Probably the smallest room in our pharmacy is the one that was formerly used for night duty. Even now, minimum standards require a pharmacy to have a dispensary, a laboratory, a store room and a night duty room, to be used when the pharmacy is providing an emergency service.

In here, the display is about the changing interaction between medicine and pathology. We want to trace the history of medication from antiquity to the present day. Please come in. 

Your journey through history begins in antiquity. At the time, the thinking revolved around the Hippocratic doctrine of the humours, which goes something like this: 

Health is a balance of the four humours – blood, phlegm, yellow bile and black bile. By contrast, disease occurs when that balance is upset. The physician's task was to restore the imbalance of the humours by means of medicines, dietetics or even surgery.

Your journey continues via the Middle Ages to the Renaissance, when the focus shifted to examining traditional ancient medicine with a critical eye. The doctrine of signatures, already widespread in antiquity, gained in significance. As mentioned earlier, this was the belief that the external characteristics of substances revealed their inherent healing properties. No doubt you remember the story of the fox's tooth, which was supposed to help against stab wounds.

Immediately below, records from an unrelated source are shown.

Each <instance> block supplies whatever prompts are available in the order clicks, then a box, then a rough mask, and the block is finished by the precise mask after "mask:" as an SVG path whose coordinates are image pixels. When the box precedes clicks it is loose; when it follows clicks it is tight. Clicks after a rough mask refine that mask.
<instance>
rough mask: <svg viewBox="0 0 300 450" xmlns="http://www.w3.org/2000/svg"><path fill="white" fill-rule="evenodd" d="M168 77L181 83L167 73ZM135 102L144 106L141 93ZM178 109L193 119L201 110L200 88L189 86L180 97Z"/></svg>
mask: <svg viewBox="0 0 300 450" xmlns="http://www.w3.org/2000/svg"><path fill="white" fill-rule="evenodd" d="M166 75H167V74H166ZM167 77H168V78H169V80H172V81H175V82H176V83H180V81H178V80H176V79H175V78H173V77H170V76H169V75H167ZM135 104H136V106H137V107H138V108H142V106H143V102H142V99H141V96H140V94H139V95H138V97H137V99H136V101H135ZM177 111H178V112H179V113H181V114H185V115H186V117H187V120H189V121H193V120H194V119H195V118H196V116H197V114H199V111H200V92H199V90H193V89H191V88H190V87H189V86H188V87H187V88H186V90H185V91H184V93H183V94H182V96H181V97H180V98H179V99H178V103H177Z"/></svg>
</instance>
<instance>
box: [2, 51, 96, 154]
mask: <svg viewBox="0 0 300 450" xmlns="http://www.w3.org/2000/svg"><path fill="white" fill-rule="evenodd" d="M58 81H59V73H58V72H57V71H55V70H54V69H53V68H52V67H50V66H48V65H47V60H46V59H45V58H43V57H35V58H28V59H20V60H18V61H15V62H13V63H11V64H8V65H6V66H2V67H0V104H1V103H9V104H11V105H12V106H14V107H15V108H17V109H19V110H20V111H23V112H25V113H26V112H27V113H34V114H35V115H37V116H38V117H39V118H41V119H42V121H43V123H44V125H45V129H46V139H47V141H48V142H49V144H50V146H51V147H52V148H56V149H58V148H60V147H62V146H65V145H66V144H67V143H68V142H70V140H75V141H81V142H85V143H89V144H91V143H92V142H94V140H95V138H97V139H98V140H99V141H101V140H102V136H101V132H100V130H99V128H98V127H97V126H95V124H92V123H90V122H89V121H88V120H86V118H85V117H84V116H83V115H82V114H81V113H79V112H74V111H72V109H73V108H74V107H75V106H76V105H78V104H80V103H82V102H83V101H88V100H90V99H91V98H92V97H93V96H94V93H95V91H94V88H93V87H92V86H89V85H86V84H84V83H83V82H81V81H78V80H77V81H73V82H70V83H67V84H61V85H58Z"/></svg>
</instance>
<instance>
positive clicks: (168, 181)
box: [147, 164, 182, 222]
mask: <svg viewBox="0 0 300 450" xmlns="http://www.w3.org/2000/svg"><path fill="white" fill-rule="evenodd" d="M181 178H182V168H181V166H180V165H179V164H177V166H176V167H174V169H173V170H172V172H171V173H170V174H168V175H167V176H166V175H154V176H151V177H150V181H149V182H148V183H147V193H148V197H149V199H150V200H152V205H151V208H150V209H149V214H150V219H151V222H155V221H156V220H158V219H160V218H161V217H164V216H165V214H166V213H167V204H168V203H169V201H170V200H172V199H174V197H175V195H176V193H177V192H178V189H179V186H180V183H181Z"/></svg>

The teachings of Paracelsus continued to have an impact until the Baroque era. Paracelsus was a pioneer of chemical medicine, or iatrochemistry, where medicines such as mercury and salts were obtained by means of chemical or alchemical processes. At the same time, a strange aberration in medicine known as "dirt pharmacy" gained in importance – this was the use of human and animal excrement and excretory products for healing purposes.

Passing through the Age of Enlightenment, we arrive in the 19th century, the time when Samuel Hahnemann founded classical homeopathy. Hahnemann wanted medicinal substances to be tested on healthy people. And he developed the Principle of Similarity, also known as the Simile. This states that similar substances cure similar disorders. As a corollary, a disease can be cured by medicinal substances that cause comparable symptoms in a healthy body. Hahnemann believed a medicine was rendered more effective if you reduced the dose – by diluting or potentiating it. To this day, homeopathy remains probably one of the most controversial of healing methods.